Combats, de Néhémy Pierre-Dahomey
Il y a un peu plus de quatre ans, je m'enthousiasmais pour le premier roman du jeune Haïtien Nehémy Pierre-Dahomey qui, grâce au souffle poétique de son verbe imagé, réussissait à animer une multitude de personnages hauts en couleurs et à éclairer les malheurs et les contradictions de son île natale. Dans un pays ravagé par le séisme de 2010, il s'y attachait aux pas d'une vaillante combattante allant au devant de son destin qui, après une tumultueuse odyssée migratoire avortée, se retrouvait dans ce "no man's land" périurbain ayant donné son nom en titre à Rapatriés.
Son second roman Combats nous fait, lui, remonter à cette histoire méconnue du XIXème siècle permettant de comprendre l'incapacité à sortir de la pauvreté et à s'émanciper de la domination des puissants de la première république noire indépendante du monde, l'auteur nous plongeant cette fois dans la contrée rurale la plus reculée de la plaine du Cul-de-Sac.
C'est un roman plein de caustique ironie et de tendresse qui, malgré sa tonalité de conte populaire ou de parabole initiatique, met en scène nombre de personnages complexes et ne s'inscrit nullement dans un lieu indéterminé ou une temporalité mythique mais s'ancre précisément dans la toponymie du pays comme dans sa dure réalité historique.

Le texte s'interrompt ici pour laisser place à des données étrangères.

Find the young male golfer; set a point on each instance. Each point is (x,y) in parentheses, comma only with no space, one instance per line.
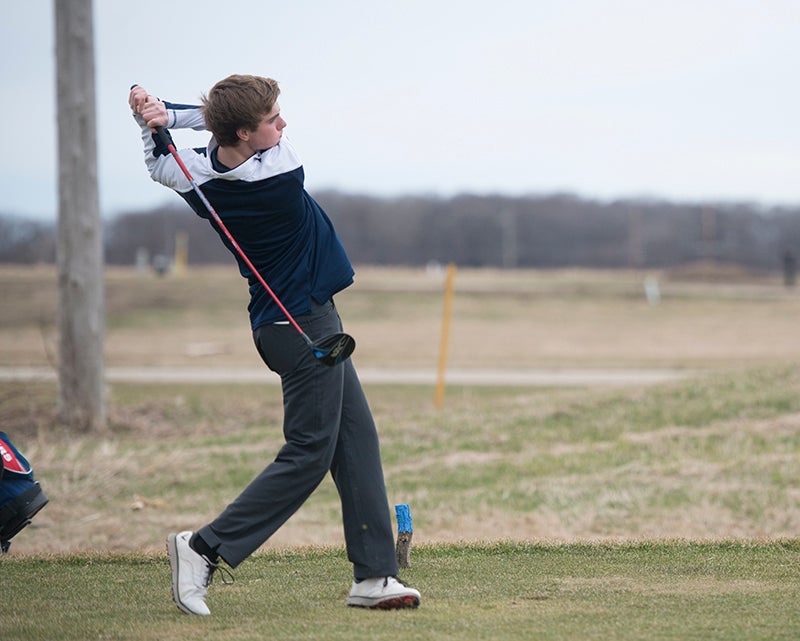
(253,178)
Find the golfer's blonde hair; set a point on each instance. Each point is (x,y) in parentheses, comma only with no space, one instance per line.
(238,102)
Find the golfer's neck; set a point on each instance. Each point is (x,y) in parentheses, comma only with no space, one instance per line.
(233,156)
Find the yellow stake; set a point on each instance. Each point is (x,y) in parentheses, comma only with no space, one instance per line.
(446,316)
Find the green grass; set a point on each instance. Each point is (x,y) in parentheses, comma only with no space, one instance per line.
(500,591)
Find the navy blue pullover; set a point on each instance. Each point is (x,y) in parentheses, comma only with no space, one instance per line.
(263,203)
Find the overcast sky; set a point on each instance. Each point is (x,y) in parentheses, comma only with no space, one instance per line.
(676,99)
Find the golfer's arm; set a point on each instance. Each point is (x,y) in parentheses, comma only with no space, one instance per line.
(184,117)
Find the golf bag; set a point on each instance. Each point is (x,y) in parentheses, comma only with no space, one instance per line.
(20,496)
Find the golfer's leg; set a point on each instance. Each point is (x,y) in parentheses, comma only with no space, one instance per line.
(312,396)
(358,474)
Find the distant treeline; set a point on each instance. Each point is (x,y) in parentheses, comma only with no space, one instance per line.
(473,231)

Le Président J.-P. Boyer recevant le décret de Charles X reconnaissant l'indépendance de Haïti, le 11/07/1825
Le roman débute en février 1842 dans une île non seulement en pleine mutation mais en grande effervescence. Et il convient d'en préciser le contexte géo-politique.

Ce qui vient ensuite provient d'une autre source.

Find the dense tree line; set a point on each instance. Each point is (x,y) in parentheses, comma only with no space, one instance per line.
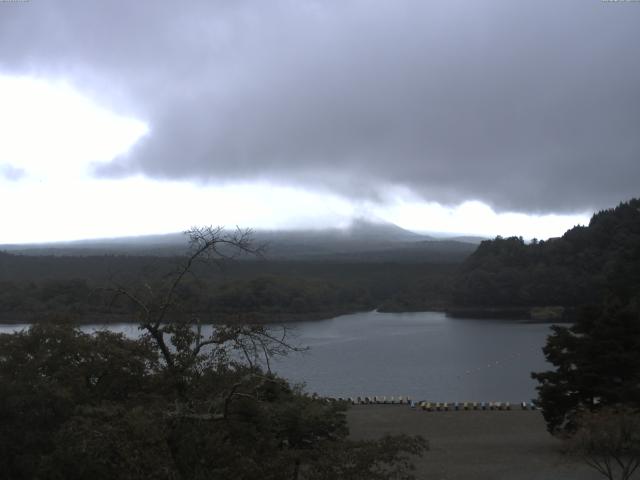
(575,269)
(261,291)
(174,404)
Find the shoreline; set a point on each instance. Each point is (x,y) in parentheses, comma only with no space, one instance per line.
(473,445)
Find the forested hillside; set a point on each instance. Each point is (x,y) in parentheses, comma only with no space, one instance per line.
(35,286)
(579,268)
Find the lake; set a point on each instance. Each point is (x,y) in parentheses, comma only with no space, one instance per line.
(425,355)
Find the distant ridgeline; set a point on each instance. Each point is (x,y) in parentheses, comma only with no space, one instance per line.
(546,280)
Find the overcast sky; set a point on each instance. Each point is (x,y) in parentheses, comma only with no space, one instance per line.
(478,116)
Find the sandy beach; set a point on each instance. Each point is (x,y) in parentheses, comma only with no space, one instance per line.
(478,445)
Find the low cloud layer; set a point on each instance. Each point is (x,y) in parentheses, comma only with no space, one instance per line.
(527,106)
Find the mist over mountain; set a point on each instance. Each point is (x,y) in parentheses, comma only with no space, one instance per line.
(362,240)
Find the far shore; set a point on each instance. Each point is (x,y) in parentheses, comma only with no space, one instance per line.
(492,313)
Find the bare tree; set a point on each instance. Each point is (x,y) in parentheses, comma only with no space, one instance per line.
(608,440)
(179,337)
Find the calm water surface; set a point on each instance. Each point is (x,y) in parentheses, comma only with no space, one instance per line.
(425,355)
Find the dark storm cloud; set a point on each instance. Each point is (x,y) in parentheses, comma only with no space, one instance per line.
(531,106)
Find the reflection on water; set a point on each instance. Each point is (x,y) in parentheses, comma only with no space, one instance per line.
(425,355)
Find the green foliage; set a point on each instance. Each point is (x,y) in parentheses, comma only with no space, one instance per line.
(579,268)
(76,406)
(597,364)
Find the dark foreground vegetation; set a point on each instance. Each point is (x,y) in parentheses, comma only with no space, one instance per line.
(173,404)
(592,396)
(579,268)
(33,288)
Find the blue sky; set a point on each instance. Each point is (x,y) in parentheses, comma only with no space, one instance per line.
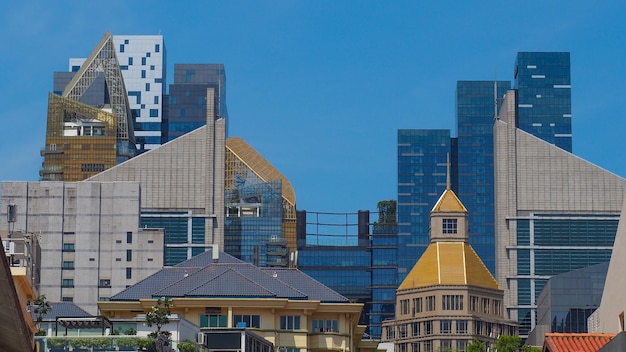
(320,88)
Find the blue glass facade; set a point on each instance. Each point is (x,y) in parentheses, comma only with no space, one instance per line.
(187,97)
(422,177)
(475,113)
(254,216)
(544,96)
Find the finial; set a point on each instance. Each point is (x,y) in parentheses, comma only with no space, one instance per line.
(448,171)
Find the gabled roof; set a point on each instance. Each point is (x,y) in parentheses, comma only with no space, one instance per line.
(575,342)
(449,263)
(228,277)
(449,202)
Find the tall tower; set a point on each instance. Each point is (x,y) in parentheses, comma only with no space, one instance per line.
(544,104)
(82,140)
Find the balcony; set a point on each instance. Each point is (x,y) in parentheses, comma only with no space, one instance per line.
(328,341)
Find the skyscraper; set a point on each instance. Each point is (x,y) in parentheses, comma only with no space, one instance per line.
(543,83)
(187,98)
(476,108)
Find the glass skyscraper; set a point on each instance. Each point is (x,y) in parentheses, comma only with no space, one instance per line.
(543,82)
(187,98)
(476,110)
(422,176)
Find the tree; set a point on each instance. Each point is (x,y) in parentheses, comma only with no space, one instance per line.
(476,346)
(159,314)
(508,343)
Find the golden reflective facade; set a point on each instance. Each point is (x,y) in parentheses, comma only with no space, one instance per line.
(80,140)
(245,165)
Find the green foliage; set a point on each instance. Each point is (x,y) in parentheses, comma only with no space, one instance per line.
(508,343)
(188,346)
(57,342)
(476,346)
(159,314)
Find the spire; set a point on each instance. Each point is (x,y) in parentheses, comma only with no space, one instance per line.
(448,172)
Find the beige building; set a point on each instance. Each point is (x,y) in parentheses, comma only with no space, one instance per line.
(284,306)
(449,297)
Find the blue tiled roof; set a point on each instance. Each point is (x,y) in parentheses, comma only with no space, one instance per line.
(62,309)
(202,276)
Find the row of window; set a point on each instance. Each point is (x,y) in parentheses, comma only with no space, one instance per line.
(287,322)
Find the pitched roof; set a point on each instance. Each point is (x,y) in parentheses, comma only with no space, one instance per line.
(228,277)
(449,202)
(449,263)
(575,342)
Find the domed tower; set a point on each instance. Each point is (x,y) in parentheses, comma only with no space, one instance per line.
(449,297)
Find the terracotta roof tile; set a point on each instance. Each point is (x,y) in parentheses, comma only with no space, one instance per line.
(575,342)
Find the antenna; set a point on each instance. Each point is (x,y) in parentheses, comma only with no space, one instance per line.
(448,171)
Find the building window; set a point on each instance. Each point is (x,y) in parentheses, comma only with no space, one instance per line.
(391,333)
(250,320)
(415,329)
(404,306)
(325,325)
(68,247)
(484,305)
(449,226)
(497,306)
(445,326)
(213,321)
(430,303)
(402,331)
(417,305)
(461,326)
(428,346)
(452,302)
(428,327)
(290,322)
(473,304)
(478,327)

Après l'indépendance proclamée en 1804, le pays s'était scindé en un royaume au Nord et une république au Sud avant que le Président de cette dernière, Jean-Pierre Boyer, ne les réunifie en 1820 puis conquière la partie Est de l'île - auparavant colonie espagnole. Et La plaine du Cul-de-Sac dans sa partie Ouest, autrefois haut lieu de la monoculture de la canne à sucre vit, une fois les colons blancs éliminés, naître une nouvelle configuration sociale et ethnique générant de nouvelles fractures.
La France, fortement ébranlée par sa première défaite coloniale, conserva l'espoir d'une revanche jusqu'en 1825 où, «le bon Charles X», sous la menace de sa flotte, extorqua en dédommagement à la jeune Haïti le paiement d'une «dette d'indépendance» faramineuse, toutes les nations constituées, «impérialistes et missionnaires», ayant «opiné du bonnet à cette excellente idée».
Aussi l'Etat central dût-il fortement recourir à l'emprunt et imposer des taxes drastiques à ses habitants, «garantissant une pauvreté durable pour les siècles à venir» (1). Et «le gouvernement du tout dévoué Boyer» entreprit-il avec l'aide de l'armée l'application d'un Code rural permettant, entre autres, de réquisitionner les paysans pour la "corvée" - «qui n'est pas un esclavage» puisque ces derniers «travaillent, sont maltraités et ne sont pas payés : mais en hommes libres» !
S'estimant plus ponctionné que les autres, l'Est du pays alors se révolte, réclamant sécession. Et bientôt au Sud (en septembre 1842), le Manifeste de Praslin appelle au renversement de l'armée du pouvoir en place …
1) Une dette ayant plombé de développement économique de l'île et pour laquelle l'économiste Thomas Piketty estime que la France doit maintenant à Haïti 28 milliards de $ de dédommagement : ici
Ludovic Possible, vieux propriétaire mulâtre dont la mère serait morte de honte après que son mari a engendré un «rejeton d'une Négresse des mornes», voue une haine implacable à son demi-frère Balthazar de douze ans son cadet qui le lui rend bien, les deux s'en voulant tant de leur filiation que de leur «nuance d'origine»(2).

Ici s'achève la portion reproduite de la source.